GLOUCESTER — With a quick look, any passer-by might notice the dilapidated edges of the Stacy Boulevard seawall.
Then, there is the waterside pavement near the Blynman Bridge, roped off after having fallen into a slant, the edging tipped downward, pulling apart sections of the steel railing.
But the erosion causing this uneven ground is actually taking place, gradually, far beneath sea level. Almost a century ago, granite blocks were stacked into a seawall, with mud used as cement, and no footing, foundation or concrete core. Over the years, water rushed against the wall during storms. Day to day, the water rushed, too, disintegrating the mud, leaving gaps and holes, according to Department of Public Works Director Mike Hale.
Hale said a team of engineer divers found major voids between the granite slaps, piled up long ago like Jenga game blocks, then loosened by water erosion.
“You can reach in 13 feet with a measuring staff (in some places) before you hit anything solid,” Hale said. “I don’t know if there’s any imminent danger, but there’s always a risk associated with any infrastructure and that risk grows as the infrastructure decays.”

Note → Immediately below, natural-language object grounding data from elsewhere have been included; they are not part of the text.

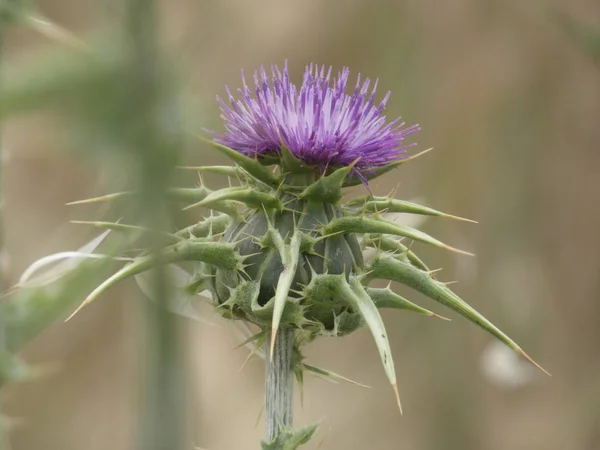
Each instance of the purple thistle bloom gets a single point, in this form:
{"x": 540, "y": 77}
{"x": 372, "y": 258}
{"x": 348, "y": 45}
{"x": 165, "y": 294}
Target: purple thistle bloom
{"x": 319, "y": 123}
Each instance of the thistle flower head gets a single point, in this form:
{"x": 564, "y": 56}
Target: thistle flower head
{"x": 320, "y": 123}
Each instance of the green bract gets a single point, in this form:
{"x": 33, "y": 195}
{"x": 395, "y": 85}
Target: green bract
{"x": 284, "y": 252}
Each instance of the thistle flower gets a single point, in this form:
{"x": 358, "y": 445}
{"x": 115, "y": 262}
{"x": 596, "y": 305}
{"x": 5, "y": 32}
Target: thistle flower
{"x": 281, "y": 250}
{"x": 319, "y": 123}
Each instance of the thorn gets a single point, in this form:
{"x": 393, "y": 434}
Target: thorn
{"x": 410, "y": 158}
{"x": 456, "y": 250}
{"x": 437, "y": 316}
{"x": 395, "y": 387}
{"x": 79, "y": 308}
{"x": 102, "y": 198}
{"x": 193, "y": 205}
{"x": 461, "y": 219}
{"x": 272, "y": 346}
{"x": 528, "y": 358}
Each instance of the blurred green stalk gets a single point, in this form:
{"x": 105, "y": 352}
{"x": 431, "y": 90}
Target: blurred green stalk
{"x": 161, "y": 417}
{"x": 3, "y": 348}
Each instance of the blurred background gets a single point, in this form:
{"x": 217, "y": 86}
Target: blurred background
{"x": 506, "y": 92}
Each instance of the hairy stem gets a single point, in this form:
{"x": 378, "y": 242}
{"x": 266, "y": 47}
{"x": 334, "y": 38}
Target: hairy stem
{"x": 279, "y": 384}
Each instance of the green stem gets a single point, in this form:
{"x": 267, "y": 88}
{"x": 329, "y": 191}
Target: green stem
{"x": 279, "y": 386}
{"x": 161, "y": 419}
{"x": 3, "y": 346}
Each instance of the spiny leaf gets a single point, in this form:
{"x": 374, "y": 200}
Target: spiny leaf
{"x": 329, "y": 188}
{"x": 386, "y": 298}
{"x": 208, "y": 227}
{"x": 363, "y": 225}
{"x": 388, "y": 244}
{"x": 354, "y": 293}
{"x": 116, "y": 226}
{"x": 252, "y": 166}
{"x": 183, "y": 194}
{"x": 380, "y": 204}
{"x": 392, "y": 269}
{"x": 103, "y": 198}
{"x": 230, "y": 171}
{"x": 290, "y": 440}
{"x": 329, "y": 375}
{"x": 290, "y": 256}
{"x": 250, "y": 197}
{"x": 378, "y": 171}
{"x": 292, "y": 164}
{"x": 219, "y": 254}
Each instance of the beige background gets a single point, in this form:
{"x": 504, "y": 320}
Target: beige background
{"x": 511, "y": 105}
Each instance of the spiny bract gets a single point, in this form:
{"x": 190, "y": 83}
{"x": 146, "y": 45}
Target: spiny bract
{"x": 280, "y": 249}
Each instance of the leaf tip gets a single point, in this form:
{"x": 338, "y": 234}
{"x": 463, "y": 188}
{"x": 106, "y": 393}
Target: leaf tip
{"x": 397, "y": 395}
{"x": 530, "y": 359}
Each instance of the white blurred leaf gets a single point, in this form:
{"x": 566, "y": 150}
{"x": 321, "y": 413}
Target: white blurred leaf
{"x": 504, "y": 368}
{"x": 180, "y": 301}
{"x": 53, "y": 267}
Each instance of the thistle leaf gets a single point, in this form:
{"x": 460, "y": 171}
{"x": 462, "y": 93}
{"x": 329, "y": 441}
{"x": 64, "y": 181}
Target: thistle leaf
{"x": 380, "y": 204}
{"x": 103, "y": 198}
{"x": 179, "y": 300}
{"x": 252, "y": 166}
{"x": 66, "y": 262}
{"x": 290, "y": 163}
{"x": 329, "y": 188}
{"x": 230, "y": 171}
{"x": 357, "y": 297}
{"x": 392, "y": 269}
{"x": 363, "y": 225}
{"x": 378, "y": 171}
{"x": 116, "y": 226}
{"x": 290, "y": 440}
{"x": 331, "y": 376}
{"x": 221, "y": 255}
{"x": 290, "y": 256}
{"x": 388, "y": 244}
{"x": 250, "y": 197}
{"x": 386, "y": 298}
{"x": 208, "y": 227}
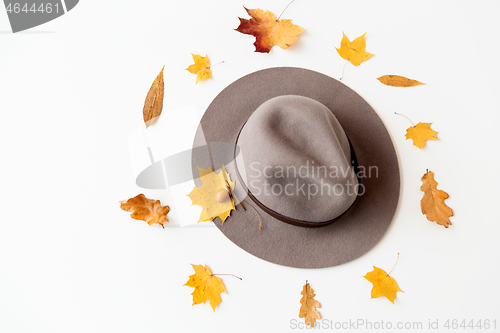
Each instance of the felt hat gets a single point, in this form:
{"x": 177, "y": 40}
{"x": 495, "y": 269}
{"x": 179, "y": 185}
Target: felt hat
{"x": 311, "y": 156}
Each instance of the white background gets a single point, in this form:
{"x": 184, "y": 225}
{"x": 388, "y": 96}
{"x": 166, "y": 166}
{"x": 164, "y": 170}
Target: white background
{"x": 72, "y": 92}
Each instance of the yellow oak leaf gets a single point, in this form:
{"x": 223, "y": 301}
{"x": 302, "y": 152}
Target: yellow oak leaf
{"x": 383, "y": 284}
{"x": 398, "y": 81}
{"x": 308, "y": 306}
{"x": 145, "y": 209}
{"x": 269, "y": 31}
{"x": 201, "y": 67}
{"x": 205, "y": 196}
{"x": 207, "y": 287}
{"x": 421, "y": 133}
{"x": 354, "y": 51}
{"x": 153, "y": 104}
{"x": 432, "y": 203}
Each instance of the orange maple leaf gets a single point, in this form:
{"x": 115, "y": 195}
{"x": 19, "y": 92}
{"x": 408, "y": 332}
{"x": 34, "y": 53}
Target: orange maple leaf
{"x": 354, "y": 51}
{"x": 432, "y": 203}
{"x": 206, "y": 195}
{"x": 421, "y": 133}
{"x": 201, "y": 67}
{"x": 383, "y": 284}
{"x": 269, "y": 31}
{"x": 308, "y": 306}
{"x": 146, "y": 209}
{"x": 207, "y": 287}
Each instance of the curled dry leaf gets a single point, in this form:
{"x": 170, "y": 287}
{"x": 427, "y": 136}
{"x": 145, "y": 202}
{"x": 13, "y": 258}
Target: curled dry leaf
{"x": 206, "y": 196}
{"x": 269, "y": 31}
{"x": 432, "y": 203}
{"x": 201, "y": 67}
{"x": 207, "y": 287}
{"x": 398, "y": 81}
{"x": 420, "y": 133}
{"x": 308, "y": 306}
{"x": 146, "y": 209}
{"x": 354, "y": 51}
{"x": 383, "y": 284}
{"x": 153, "y": 104}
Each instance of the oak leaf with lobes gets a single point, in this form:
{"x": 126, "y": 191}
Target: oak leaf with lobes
{"x": 206, "y": 195}
{"x": 383, "y": 284}
{"x": 308, "y": 306}
{"x": 145, "y": 209}
{"x": 269, "y": 31}
{"x": 207, "y": 287}
{"x": 432, "y": 203}
{"x": 153, "y": 104}
{"x": 354, "y": 51}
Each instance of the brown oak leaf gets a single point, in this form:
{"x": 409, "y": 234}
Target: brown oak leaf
{"x": 432, "y": 203}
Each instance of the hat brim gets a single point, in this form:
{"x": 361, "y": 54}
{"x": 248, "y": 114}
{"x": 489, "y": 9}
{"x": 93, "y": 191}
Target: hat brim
{"x": 355, "y": 232}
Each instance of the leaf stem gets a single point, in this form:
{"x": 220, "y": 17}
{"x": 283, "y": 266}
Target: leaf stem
{"x": 344, "y": 69}
{"x": 393, "y": 266}
{"x": 284, "y": 10}
{"x": 231, "y": 275}
{"x": 399, "y": 114}
{"x": 220, "y": 62}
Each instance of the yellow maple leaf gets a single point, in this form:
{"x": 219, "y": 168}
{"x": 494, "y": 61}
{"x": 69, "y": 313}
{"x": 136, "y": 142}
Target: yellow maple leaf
{"x": 145, "y": 209}
{"x": 354, "y": 51}
{"x": 207, "y": 287}
{"x": 421, "y": 133}
{"x": 398, "y": 81}
{"x": 308, "y": 306}
{"x": 205, "y": 196}
{"x": 383, "y": 284}
{"x": 432, "y": 203}
{"x": 201, "y": 67}
{"x": 269, "y": 31}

Recognizing the crannies, cracks and crooked paths, as signs of decay, Hale said city officials have concluded the wall must be fixed. Still, even with all parties agreeing on the desperate cause, one issue arises: funding.
Mayor Carolyn Kirk at her State of the City address Monday night stressed that city officials are prepared to commence the project as soon as funding arrives, calling on the state to help out.
According to Hale, the city could toss in about a half million dollars in funding, just one tenth of the estimated $5 million it would cost to repair the wall, spanning from Stage Fort Park to the area just past the Blynman Bridge.
Gloucester has all of the state and local permits in place, and the city is hopefully awaiting state financial assistance.
But with no designated state pot from which to draw on, Gloucester has applied for a Seaport Improvement Grant from Gov. Deval Patrick’s Seaport Advisory Council, an application which is pending. The Seaport Advisory Council will meet this spring and could grant the money at that time.
Senate Minority Leader Bruce Tarr in September wrote a letter of support for the Gloucester project, addressed to the state’s executive secretary and director of development. Tarr said he is also pushing legislation that would create a state fund for aiding dam and seawall repairs.
“It’s a need all up and down the state,” Tarr said, “and thus far, the state has no real way to deal with this need.”
Once the project becomes funded, if everything runs on track, city officials would hope to see construction begin by this time next year.
Ideally, if the funding comes through, the city could finish the Stacy Boulevard seawall in just a couple of years, then move on to repair the Lanes Cove seawall, breached by Hurricane Irene in 2011, which blew a hole into the wall.
In recent years, public works has stacked boulders in three problematic areas of the wall, to simply keep the wall in place. Still, Hale said these piles, not created under his direction, do “nothing more but keep the wall in place.”
Then, in 2004, a portion of the wall within the canal collapsed and was rebuilt with a concrete core and granite blocks along the face.
Until then, public works officials continue to inspect the Boulevard after each storm, and they have erected an orange fence at the entrance of the Stage Fort Park walking path, where some top granite pieces fell to gravity and now rest against a pile of boulders at odd angles.
The plastic orange fence blocks off a gap between grass and granite through which one can see the destructive water below.